È organizzato su un modello integrato fatto di ricerca, servizi avanzati, formazione e incubazione presso il TPM Cube. Si caratterizza per la capacità di risolvere problematiche altamente complesse tramite analisi biologiche e di
biocompatibilità, analisi di performance, test specifici e su misura dei richiedenti, adottando protocolli che tutelano la riservatezza e la proprietà intellettuale dei progetti o ricerche affidati. In collaborazione con l’Università di Modena e Reggio Emilia, gestisce i laboratori di tossicologia e proteomica, microscopia applicata e biologia cellulare, analisi chimico/fisiche.

rete tecnopoli
La rete dei Tecnopoli dell’Emilia-Romagna


In Emilia-Romagna è attiva una Rete di 10 infrastrutture, dislocate in 20 sedi su tutto il territorio regionale, che ospitano e organizzano attività e servizi specializzati a supporto dell’innovazione delle imprese, delle persone e del territorio.
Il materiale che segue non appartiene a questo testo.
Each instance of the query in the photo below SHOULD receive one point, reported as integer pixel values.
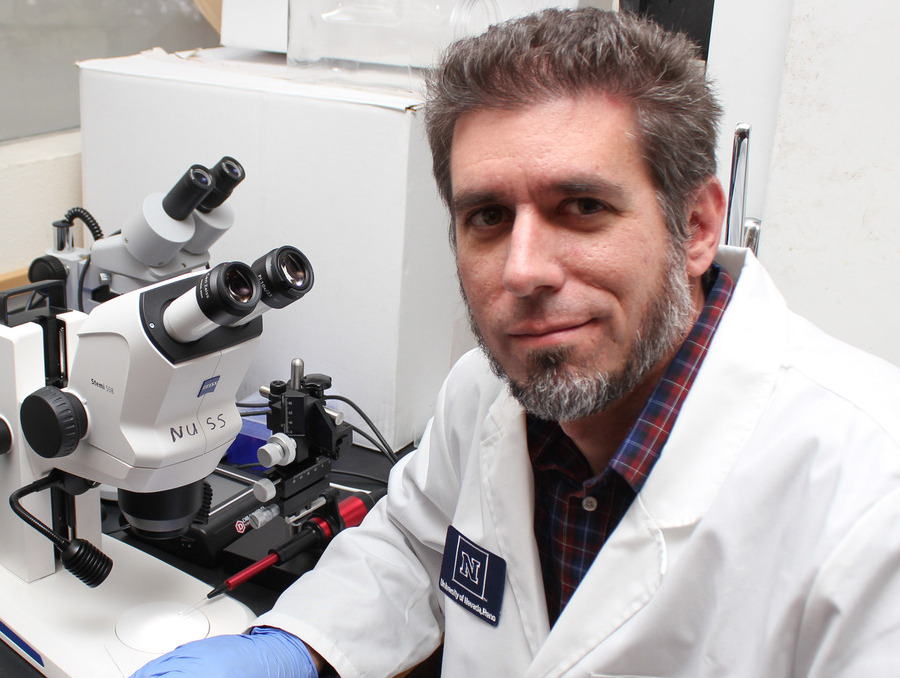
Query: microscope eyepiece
(285, 275)
(227, 173)
(223, 296)
(192, 188)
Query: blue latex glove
(264, 653)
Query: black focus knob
(5, 437)
(47, 267)
(53, 421)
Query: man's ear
(706, 213)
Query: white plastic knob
(279, 450)
(264, 490)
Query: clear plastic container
(378, 42)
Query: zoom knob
(53, 421)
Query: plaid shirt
(576, 511)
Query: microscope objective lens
(294, 269)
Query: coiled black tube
(87, 218)
(78, 556)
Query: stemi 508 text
(193, 429)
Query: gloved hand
(264, 653)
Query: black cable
(378, 446)
(356, 474)
(386, 448)
(87, 218)
(253, 413)
(40, 484)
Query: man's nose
(531, 259)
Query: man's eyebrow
(588, 185)
(465, 200)
(573, 186)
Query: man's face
(563, 253)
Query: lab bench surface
(258, 594)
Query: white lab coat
(765, 543)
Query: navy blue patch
(21, 644)
(473, 576)
(208, 386)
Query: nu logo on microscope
(472, 576)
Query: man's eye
(580, 206)
(487, 216)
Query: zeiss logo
(470, 567)
(208, 386)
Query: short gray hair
(564, 53)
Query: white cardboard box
(344, 175)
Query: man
(651, 468)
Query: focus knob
(5, 437)
(53, 421)
(47, 268)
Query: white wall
(815, 79)
(831, 235)
(40, 179)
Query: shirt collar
(642, 446)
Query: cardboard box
(342, 174)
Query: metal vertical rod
(737, 190)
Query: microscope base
(65, 629)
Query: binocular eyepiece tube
(232, 294)
(224, 295)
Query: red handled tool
(315, 533)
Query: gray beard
(558, 391)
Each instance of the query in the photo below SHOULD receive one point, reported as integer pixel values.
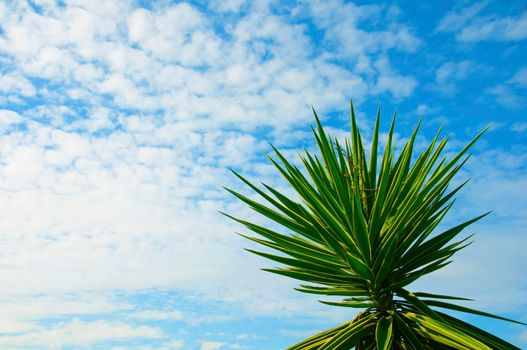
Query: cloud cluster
(117, 125)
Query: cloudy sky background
(118, 120)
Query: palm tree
(364, 231)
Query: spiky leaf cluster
(363, 231)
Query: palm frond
(364, 229)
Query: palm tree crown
(364, 231)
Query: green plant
(364, 230)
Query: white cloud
(158, 315)
(115, 180)
(210, 345)
(520, 77)
(470, 27)
(456, 20)
(82, 333)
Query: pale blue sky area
(119, 119)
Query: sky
(119, 120)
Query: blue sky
(118, 120)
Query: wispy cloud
(470, 26)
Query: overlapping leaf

La Rete dei 10 Tecnopoli dell’Emilia-Romagna è una delle componenti fondamentali dell’ecosistema regionale dell’innovazione, coordinato da Attrattività Ricerca Territorio (ART-ER), società consortile dell’Emilia-Romagna nata per favorire la crescita sostenibile della regione attraverso lo sviluppo dell’innovazione e della conoscenza, l’attrattività e
l’internazionalizzazione del territorio. I Tecnopoli sono stati finanziati dal Fondo europeo di sviluppo regionale 2007-2013 e da contributi regionali. Le attività dell’ecosistema regionale dell’innovazione sono finanziate con il Fondo europeo di sviluppo regionale 2014- 2020.